Published 27 Nov 2019 in cs.CL

Abstract: This paper introduces the SAMSum Corpus, a new dataset with abstractive dialogue summaries. We investigate the challenges it poses for automated summarization by testing several models and comparing their results with those obtained on a corpus of news articles. We show that model-generated summaries of dialogues achieve higher ROUGE scores than the model-generated summaries of news -- in contrast with human evaluators' judgement. This suggests that a challenging task of abstractive dialogue summarization requires dedicated models and non-standard quality measures. To our knowledge, our study is the first attempt to introduce a high-quality chat-dialogues corpus, manually annotated with abstractive summarizations, which can be used by the research community for further studies.
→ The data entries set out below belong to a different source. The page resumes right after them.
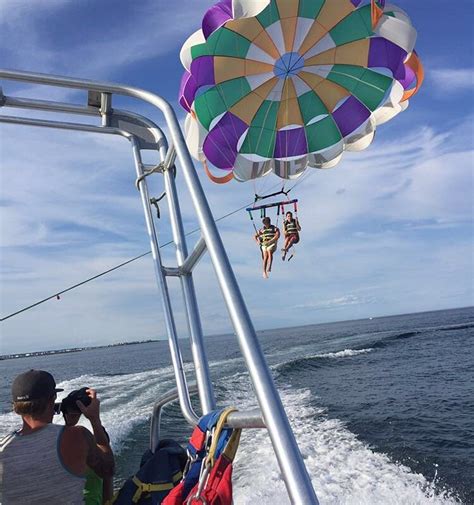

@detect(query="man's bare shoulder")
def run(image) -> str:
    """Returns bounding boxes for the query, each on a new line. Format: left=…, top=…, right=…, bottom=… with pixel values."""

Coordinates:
left=61, top=426, right=90, bottom=475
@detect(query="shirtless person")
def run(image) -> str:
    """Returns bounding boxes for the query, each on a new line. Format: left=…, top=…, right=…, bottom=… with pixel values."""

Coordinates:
left=254, top=217, right=280, bottom=279
left=0, top=370, right=114, bottom=505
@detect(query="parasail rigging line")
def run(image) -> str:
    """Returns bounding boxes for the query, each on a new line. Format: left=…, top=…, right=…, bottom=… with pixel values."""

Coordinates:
left=0, top=198, right=266, bottom=322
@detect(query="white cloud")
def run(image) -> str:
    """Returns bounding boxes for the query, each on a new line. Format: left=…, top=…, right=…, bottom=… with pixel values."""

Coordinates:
left=0, top=0, right=210, bottom=79
left=428, top=68, right=474, bottom=93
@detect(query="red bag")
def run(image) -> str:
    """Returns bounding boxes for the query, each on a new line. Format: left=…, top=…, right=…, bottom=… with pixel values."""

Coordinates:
left=163, top=409, right=241, bottom=505
left=185, top=454, right=232, bottom=505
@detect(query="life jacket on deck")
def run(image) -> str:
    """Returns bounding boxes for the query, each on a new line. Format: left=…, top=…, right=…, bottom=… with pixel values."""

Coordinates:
left=162, top=408, right=241, bottom=505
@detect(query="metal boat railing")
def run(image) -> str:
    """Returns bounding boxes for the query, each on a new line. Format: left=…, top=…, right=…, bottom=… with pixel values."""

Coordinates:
left=0, top=70, right=318, bottom=505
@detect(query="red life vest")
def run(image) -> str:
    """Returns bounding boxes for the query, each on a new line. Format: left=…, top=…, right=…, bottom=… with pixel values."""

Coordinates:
left=162, top=409, right=241, bottom=505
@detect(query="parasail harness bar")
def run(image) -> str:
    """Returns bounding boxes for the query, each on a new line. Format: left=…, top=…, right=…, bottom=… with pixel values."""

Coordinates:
left=0, top=70, right=318, bottom=505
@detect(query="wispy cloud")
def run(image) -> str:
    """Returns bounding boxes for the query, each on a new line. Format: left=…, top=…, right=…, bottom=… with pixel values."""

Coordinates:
left=428, top=67, right=474, bottom=97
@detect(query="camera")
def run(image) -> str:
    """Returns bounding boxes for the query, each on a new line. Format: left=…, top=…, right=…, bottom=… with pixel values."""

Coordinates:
left=54, top=387, right=91, bottom=414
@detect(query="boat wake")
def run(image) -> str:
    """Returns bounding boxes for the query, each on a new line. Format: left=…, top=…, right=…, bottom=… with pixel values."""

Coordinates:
left=0, top=349, right=459, bottom=505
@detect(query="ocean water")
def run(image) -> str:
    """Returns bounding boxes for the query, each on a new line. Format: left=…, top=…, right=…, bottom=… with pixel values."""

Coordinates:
left=0, top=308, right=474, bottom=505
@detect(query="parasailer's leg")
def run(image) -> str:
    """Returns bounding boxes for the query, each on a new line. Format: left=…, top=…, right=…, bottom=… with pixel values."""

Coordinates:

An Expert Overview of the SAMSum Corpus for Abstractive Dialogue Summarization

The paper "SAMSum Corpus: A Human-annotated Dialogue Dataset for Abstractive Summarization" by Bogdan Gliwa et al. introduces a novel dataset focused on the abstractive summarization of dialogues. The authors emphasize that traditional summarization datasets have predominantly concentrated on single-speaker documents like news articles, leaving a gap in resources for multi-speaker dialogue contexts. This work seeks to address this gap by creating a high-quality corpus specifically for dialogue summarization, thereby enabling further advancements in this domain.

Dataset Creation and Structure

The SAMSum Corpus comprises over 16,000 chat dialogues, each annotated with abstractive summaries. This dataset was meticulously curated by linguists, who crafted dialogues reflecting the informal, varied style typical of modern messaging applications. The authors highlight the uniqueness of their approach, as previous datasets either lacked the conversational nature of chat dialogues or were too technical. The dataset includes a balanced distribution of dialogues with varying utterances, ensuring a diverse representation of conversational dynamics.

In addition to the dataset's creation, the authors describe the validation process that confirmed the linguistic authenticity of the dialogues as messenger-like conversations. The validation further establishes the corpus as a valuable tool for researchers aiming to explore the intricacies of dialogue summarization.

Baseline Models and Experimental Setup

The paper details several baseline models adapted for the task of dialogue summarization, such as the Lead-3 and LONGEST-n baselines. Through empirical evaluation, the authors found that the LONGEST-3 model served as the most effective baseline, albeit the task required more nuanced models to capture the complex dialogue structures effectively.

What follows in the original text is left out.